Taliban supreme leader Hibatullah Akhundzada has formalized this atrocity. Women’s status is now equivalent to that of slaves. The husband is called the “master,” and his hand can wield a stick with legal sanction. Pain, trauma, fear — all rendered meaningless.
The law stipulates that if the beating does not leave serious injuries, it is not considered a crime. The mirror of justice is shattered, and not a single shard remains for women. If a woman seeks justice, she must appear in court fully veiled and accompanied by a male guardian. If that guardian is the very husband who abuses her, then stepping into the courtroom is nothing less than walking into the arms of one’s tormentor.
If a woman leaves her home to visit her parents without her husband’s permission, not only she but her family faces imprisonment. The victim is criminalized, while the perpetrator is shielded by the law.
Since the Taliban returned to power in 2021, women’s world has shrunk relentlessly. First schools, then jobs, then public spaces, then salons and gyms — now, even the home is unsafe. Girls are barred from secondary education. Women are removed from workplaces. Public life, independent voices, personal safety — all erased. Windows that once let in life’s light are now shuttered or blocked, because the Taliban deems a woman being seen as “immoral.”
This is not merely oppression — it is systematic annihilation.
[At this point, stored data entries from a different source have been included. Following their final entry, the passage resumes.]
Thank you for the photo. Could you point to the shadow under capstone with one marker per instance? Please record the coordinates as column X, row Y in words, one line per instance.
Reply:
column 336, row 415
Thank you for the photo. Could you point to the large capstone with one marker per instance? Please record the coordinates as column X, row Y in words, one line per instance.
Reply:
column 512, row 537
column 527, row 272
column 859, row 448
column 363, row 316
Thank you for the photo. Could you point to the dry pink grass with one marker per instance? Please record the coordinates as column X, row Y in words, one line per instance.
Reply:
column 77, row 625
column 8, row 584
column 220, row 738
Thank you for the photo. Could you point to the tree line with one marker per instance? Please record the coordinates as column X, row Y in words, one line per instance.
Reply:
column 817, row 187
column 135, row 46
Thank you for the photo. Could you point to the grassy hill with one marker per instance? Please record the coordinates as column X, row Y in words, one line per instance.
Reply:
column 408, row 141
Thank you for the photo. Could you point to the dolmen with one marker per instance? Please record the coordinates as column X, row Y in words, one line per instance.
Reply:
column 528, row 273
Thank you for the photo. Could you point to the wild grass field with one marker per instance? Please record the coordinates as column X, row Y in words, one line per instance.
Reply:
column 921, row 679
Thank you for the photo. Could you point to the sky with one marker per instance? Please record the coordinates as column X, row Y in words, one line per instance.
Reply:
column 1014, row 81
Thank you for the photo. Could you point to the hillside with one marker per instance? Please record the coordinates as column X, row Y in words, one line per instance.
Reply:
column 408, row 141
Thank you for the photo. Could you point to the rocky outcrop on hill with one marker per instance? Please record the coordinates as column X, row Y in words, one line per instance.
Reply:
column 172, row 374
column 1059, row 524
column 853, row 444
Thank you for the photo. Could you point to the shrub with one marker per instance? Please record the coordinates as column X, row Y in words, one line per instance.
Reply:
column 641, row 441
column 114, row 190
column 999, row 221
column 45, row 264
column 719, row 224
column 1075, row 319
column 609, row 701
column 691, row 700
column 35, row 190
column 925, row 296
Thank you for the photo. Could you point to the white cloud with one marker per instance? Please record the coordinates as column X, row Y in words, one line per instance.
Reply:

An attack on half of humanity. Afghanistan today is the world’s most restricted nation, where every breath a woman takes is chained by law.
And the world? Silent. Taliban representatives are welcomed, trade agreements signed, sanctions prepared for lifting. Fourteen million women are being erased from public life. Their dignity and security trampled.
This is not just Afghanistan’s disgrace — it is a stain on humanity itself. When law promotes abuse and the world treats it as normal, silence too becomes a crime.
The question now is — how long will we remain silent? How long will our anger remain buried? How long will we turn our eyes away from women’s suffering? The quiet of Afghan women shames us, and the world watches, without raising a voice.
This is not merely Afghanistan’s shame — it is a scar on the conscience of the world. When cruelty is legalized and the world accepts it as normal, silence itself becomes complicity.